As we prepare to enter winter, it’s easy to think that maintenance related breakdowns are less common – the reality however, is that while this isn’t necessarily the case, winter certainly does heighten the degree of hazards on our roads by way of the wet and slippery conditions. Although we never hope, nor expect, to be in a position where we require roadside assistance, it’s always beneficial to ensure that you’re equipped for the worst case scenario – be it a mechanical breakdown, punctured tyre, or an accident. Detailed below we list the most important essentials that you should carry in your vehicle at all times.

car

Safety

Mobile: Not that the majority of people would ever be caught in public without their mobile phone, but this is your beacon in the event of an emergency. With most cars now supporting charging devices, it’s also wise to store a charger in the central armrest compartment or within the glove box.

First aid kit: In the event of an accident, immediate first aid can make all the difference. Ensure that your first aid kit is not out of date and that it has all the necessary items. It’s also wise to undertake first aid training, which is readily available from multiple providers.

Fire extinguisher: Although it’s uncommon, it’s not implausible for engines to catch fire from overheating. Emergency services should be the first point of call but if one can control the situation, then it’s always wise to store a portable fire extinguisher in the boot or under the passenger seat.

Safety triangle: Whether day or night, if you decide to exit your vehicle and change a tyre on the shoulder of a road, safety triangles should be placed behind the vehicle to serve as a caution to other motorists

Functionality

Flashlight: You might think your phone can serve the same purpose but you never really know when your phone will run out of battery. You’re most likely to need your flashlight in the event of a flat tyre encountered while driving at night. The alternative? Call and wait for roadside assistance to change your tyre. But do you really want to be waiting an hour on the side of the road?

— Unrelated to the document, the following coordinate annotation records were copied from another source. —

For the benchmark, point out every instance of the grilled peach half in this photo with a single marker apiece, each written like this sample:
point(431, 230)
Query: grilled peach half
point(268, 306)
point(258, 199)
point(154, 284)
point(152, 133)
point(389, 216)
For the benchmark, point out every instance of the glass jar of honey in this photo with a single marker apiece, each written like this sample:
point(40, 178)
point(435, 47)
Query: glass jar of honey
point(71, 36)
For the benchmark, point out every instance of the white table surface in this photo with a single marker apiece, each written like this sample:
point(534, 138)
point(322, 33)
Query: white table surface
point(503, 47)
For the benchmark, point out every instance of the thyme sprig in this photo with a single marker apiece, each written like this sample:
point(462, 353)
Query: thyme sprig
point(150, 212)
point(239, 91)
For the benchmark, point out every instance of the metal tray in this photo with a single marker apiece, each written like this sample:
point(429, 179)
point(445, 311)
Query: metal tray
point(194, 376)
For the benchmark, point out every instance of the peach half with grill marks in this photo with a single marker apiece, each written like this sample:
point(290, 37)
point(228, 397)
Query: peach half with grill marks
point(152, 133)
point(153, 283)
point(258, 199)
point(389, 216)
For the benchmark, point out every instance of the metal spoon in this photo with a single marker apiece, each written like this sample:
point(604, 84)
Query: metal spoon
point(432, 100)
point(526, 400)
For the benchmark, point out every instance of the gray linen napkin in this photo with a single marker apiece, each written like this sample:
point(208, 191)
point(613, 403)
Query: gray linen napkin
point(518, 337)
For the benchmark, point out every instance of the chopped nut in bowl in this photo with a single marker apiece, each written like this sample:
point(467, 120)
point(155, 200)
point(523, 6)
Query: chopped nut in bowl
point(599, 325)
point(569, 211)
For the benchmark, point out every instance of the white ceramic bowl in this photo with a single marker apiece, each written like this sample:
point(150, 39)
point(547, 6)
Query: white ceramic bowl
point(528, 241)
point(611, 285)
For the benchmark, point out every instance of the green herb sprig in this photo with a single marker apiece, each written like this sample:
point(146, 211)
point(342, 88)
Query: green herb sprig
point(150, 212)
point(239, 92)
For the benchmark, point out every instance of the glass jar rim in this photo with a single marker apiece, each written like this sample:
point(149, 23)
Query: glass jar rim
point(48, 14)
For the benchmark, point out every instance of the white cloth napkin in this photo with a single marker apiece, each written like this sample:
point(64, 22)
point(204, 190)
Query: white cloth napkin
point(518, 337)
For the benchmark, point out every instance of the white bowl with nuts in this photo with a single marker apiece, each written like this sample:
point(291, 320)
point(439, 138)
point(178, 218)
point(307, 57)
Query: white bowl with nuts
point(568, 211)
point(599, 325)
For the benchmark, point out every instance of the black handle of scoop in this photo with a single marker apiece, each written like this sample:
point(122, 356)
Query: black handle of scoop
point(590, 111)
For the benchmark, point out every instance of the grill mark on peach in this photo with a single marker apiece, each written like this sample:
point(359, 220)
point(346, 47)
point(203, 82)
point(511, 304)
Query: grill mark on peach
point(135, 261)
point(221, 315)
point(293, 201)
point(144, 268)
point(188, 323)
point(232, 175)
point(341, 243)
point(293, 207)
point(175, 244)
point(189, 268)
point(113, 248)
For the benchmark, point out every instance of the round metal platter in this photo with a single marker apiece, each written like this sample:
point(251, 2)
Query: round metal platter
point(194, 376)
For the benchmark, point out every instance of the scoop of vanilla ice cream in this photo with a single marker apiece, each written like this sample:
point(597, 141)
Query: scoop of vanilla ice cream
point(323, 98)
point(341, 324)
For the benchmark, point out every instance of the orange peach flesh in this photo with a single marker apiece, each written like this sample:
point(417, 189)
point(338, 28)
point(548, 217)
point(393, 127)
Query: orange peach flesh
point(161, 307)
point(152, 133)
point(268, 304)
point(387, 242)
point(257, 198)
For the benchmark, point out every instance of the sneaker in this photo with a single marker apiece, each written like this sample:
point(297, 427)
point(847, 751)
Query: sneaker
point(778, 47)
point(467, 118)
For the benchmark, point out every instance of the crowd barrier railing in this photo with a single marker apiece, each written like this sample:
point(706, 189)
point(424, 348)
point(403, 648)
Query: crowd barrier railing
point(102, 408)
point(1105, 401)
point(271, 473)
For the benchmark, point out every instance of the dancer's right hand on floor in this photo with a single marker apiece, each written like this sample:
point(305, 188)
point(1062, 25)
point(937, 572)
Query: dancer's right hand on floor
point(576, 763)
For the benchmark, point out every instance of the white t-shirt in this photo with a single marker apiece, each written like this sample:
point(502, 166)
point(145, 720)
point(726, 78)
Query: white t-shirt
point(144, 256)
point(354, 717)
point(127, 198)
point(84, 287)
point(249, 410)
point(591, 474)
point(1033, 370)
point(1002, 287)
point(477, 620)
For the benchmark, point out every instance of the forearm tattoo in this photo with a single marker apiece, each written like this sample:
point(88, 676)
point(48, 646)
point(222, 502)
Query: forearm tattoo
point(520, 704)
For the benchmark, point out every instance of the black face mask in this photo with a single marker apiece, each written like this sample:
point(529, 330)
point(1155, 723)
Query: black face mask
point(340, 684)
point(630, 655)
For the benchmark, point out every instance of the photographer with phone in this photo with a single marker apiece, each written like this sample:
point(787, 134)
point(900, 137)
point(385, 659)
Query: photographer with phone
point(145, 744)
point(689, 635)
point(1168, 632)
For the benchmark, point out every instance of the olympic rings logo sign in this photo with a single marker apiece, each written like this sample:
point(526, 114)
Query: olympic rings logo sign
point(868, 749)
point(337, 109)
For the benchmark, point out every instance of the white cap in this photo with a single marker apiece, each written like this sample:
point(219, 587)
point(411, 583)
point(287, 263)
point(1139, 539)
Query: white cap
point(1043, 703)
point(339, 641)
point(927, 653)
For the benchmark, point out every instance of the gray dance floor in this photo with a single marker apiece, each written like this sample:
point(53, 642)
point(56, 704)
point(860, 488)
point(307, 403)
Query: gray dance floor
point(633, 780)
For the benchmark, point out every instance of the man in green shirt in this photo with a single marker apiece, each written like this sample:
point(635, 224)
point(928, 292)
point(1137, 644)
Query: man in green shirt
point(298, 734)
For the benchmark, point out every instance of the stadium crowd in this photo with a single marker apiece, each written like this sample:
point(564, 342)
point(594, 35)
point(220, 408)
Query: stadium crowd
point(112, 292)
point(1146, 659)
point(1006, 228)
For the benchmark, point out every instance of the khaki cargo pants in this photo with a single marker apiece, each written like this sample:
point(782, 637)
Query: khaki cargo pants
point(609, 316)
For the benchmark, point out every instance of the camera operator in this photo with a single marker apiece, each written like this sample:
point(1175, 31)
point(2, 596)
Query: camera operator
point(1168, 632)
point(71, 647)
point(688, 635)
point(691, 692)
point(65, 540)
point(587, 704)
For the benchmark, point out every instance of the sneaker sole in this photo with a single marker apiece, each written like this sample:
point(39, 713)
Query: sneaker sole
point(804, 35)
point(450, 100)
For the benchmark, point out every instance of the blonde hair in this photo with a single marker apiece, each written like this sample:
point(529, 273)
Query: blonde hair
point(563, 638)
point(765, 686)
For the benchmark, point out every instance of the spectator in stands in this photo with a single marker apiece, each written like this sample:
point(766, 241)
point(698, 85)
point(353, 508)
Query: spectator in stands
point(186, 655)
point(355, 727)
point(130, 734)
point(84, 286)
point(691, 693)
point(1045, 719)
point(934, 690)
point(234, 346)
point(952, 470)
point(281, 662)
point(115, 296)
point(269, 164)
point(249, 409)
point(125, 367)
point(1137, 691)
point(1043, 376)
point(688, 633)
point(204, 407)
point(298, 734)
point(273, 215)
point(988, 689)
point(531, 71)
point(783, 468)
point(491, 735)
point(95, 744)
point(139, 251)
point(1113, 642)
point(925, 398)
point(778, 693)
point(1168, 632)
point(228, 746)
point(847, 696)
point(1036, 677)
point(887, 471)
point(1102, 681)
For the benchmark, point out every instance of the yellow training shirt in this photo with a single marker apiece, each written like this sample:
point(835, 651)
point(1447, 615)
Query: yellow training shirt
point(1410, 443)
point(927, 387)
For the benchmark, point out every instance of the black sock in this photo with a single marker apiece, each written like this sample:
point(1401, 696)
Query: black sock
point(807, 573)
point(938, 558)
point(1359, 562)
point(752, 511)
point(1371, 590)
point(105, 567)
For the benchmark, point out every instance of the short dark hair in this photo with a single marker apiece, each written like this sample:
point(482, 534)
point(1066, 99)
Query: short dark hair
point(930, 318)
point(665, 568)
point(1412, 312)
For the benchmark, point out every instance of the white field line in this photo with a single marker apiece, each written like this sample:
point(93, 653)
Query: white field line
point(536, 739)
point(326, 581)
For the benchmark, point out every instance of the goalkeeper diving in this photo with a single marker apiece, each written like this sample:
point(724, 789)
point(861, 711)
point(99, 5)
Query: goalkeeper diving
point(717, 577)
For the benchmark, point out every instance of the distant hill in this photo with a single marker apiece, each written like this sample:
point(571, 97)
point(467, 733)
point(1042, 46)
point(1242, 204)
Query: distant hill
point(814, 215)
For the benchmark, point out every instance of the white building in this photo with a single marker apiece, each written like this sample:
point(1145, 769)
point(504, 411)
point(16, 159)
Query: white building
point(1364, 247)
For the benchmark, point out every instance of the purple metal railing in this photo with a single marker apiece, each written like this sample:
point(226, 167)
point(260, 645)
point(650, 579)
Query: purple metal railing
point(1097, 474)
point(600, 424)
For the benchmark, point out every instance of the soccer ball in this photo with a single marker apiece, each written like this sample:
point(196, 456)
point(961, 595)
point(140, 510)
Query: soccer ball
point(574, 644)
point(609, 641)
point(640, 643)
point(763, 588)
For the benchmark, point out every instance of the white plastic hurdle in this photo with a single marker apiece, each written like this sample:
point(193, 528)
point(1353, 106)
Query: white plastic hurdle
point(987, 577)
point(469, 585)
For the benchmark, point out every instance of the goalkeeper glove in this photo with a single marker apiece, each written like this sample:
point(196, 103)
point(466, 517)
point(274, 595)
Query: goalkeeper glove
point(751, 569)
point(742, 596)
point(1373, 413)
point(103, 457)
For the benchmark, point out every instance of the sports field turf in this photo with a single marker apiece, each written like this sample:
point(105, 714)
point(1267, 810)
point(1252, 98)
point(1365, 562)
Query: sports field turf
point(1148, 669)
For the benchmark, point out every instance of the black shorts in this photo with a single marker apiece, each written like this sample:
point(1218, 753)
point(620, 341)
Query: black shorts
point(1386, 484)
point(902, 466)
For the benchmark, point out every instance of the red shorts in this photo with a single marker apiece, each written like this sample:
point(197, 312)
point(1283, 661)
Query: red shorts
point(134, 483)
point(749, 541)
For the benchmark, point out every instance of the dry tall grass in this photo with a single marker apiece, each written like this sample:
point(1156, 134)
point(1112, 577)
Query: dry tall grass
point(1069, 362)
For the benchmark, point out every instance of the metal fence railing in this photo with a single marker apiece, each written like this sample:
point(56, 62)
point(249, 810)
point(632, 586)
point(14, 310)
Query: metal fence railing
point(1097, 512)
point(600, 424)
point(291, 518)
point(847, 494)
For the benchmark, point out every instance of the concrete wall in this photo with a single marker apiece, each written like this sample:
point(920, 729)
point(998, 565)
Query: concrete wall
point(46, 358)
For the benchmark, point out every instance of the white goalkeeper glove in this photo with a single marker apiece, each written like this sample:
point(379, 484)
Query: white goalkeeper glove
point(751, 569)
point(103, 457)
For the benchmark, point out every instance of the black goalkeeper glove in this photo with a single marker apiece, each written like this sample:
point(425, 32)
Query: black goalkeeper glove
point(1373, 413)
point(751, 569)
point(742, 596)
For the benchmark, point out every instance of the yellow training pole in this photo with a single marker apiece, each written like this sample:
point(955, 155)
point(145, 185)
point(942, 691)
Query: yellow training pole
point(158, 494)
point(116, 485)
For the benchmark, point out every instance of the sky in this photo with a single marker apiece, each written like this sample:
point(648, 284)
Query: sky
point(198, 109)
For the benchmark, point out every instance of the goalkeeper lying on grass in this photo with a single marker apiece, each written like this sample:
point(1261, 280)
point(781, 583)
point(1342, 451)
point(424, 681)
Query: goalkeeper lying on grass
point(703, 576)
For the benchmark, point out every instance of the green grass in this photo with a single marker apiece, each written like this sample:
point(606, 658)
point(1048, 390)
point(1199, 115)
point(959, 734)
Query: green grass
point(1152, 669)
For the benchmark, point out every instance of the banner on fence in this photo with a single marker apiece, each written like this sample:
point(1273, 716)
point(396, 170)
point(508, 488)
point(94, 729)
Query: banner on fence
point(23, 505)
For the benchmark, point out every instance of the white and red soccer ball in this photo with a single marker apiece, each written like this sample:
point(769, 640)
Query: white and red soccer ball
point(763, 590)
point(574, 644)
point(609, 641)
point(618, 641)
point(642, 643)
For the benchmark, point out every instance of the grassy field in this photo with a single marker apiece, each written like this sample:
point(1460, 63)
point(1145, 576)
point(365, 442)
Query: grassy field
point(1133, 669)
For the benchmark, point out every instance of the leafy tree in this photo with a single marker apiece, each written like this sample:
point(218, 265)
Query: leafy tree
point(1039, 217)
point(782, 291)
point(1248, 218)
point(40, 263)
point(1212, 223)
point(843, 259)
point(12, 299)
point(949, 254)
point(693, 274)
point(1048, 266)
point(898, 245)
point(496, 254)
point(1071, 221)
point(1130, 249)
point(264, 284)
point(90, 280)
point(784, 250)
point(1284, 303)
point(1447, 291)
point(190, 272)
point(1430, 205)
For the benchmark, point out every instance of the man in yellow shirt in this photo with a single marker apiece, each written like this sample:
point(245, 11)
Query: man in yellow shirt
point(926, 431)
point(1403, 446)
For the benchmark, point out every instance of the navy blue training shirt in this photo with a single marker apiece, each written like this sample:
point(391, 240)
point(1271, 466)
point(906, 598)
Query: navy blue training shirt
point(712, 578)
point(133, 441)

Tyre kit: Flat tyres and punctures are always an inconvenience. However, changing a tyre is actually one of the easier DIY jobs you can perform on your vehicle providing you have a spare tyre in good condition, a wheel brace, and a car jack. Other useful pieces of equipment include tyre sealant to temporarily patch punctures and an inflation pump.

Street directory: Most cars and phones have GPS access but the traditional street directory still serves a purpose as a backup in the event of a breakdown.

Spare tools and gear: You don’t need to carry your entire tool collection with you but it always helps to keep the following nearby: basic took kit; motor oil; coolant; water (for you and the car); spare petrol tank and pump; duct tape (for side mirrors and the like); WD-40; and jumper cables.

Documentation: After an accident it’s easy to panic and lose focus. Keep pens and paper on hand to write the contact details and registration info of the other motorist, while you should also ensure you have access to your own roadside assistance and towing details. The owner’s manual is another valuable source of information for minor repairs.

 

Comfort

You never quite know where you might be stranded, however, if you have the room there is little harm in having some of these luxuries at hand: a blanket; a raincoat or umbrella; sunglasses; and spare change.